O sıkıntılı dönemden sonra karşımda bambaşka bir Seren Serengil oturuyor. “Zor zamanlar geçirmiş kadınlara en iyi örnek benim” diyor musunuz?    


- Evet. Ben sadece boşanan bir kadın değilim. Daha fazla detaya girmek istemiyorum ama kızımı kaybedişim, arkasından bana mezarını göstermeyişleri ve sonraki olaylar korkunçtu. O olayları yaşayan bir insan, bırakın ayağa kalkıp bugünlere gelmeyi, yaşama karşı bütün direncini kaybederdi. Benim de direncim kaybolmuştu. “Super girl’üm, en kuvvetli benim” gibi bir iddiam yoktu ama ben bu acılardan, bana yapılan bütün haksızlıklardan bir tek şekilde kurtulabilirdim: Başarımla. Çünkü kötü bir insan olmadığım için karşımdaki insanlardan intikam almayı düşünmem. Başarılı olabilmem için de fiziğimle, ruhumla alakalı bir şeyler yapmam gerekiyordu. Ben de öyle yaptım.
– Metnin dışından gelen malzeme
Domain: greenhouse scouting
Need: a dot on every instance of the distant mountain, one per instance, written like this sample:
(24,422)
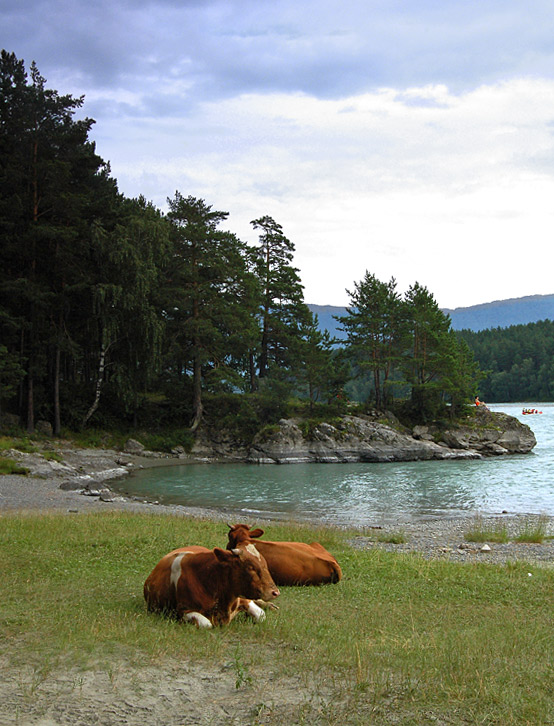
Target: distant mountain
(497,314)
Sizi harekete geçiren, tetikleyen herhangi bir şey yaşadınız mı?  


- Ben yaklaşık altı ay bir koltukta yattım, o koltukta uyuyup uyandım. Belki dört günde bir üzerimi değiştiriyordum. Uyandığım zaman elimde erimiş çikolatalar buluyordum. Depresyondan dolayı bu haldeydim. Evin bütün perdelerini kapatıyordum. Gün ışığı görmek istemiyordum ve 80 kiloydum. Aynaya çıplakken baktığımda o kadar nefret ediyordum ki kendimden. Tekrar eski halime gelebileceğimi hayal bile edemiyordum. ıyice dibe vurduğumda bir baktım, kimse benim kadar üzülmemiş. Bu işte tek benim canım yanmış. “Niye kendimi cezalandırıyorum? Niye altı aydır bu koltuktayım? Niye evime kimseyi sokmuyorum, fotoğrafları kaldırmıyor, bütün anıları evin içinde barındırıyorum? Ben ne yapıyorum?” dedim. Bu arada annem gizli gizli ağlıyormuş. Bana “Bak kaç yaşıma geldim. Ölmeden seni iyi görmek istiyorum. Eski haline döneceksin ve ben senin yanındayım” dedi. Kabul etmedim tabii, çünkü o kiloları verebileceğimi düşünmüyordum. Beni zoraki spora başlattı. Fakat spor yaparken tansiyon problemi çıktı. Dil altı verdiler, ölüyordum. Osman Müftüoğlu’na gittim. Bana “Kilo vermen, yediklerine dikkat etmen lazım. Gidersin yoksa” dedi. O korkuyla hemen zayıflama kampına katılmayı kabul ettim, Bodrum’a gittim. Yine depresyona girdim.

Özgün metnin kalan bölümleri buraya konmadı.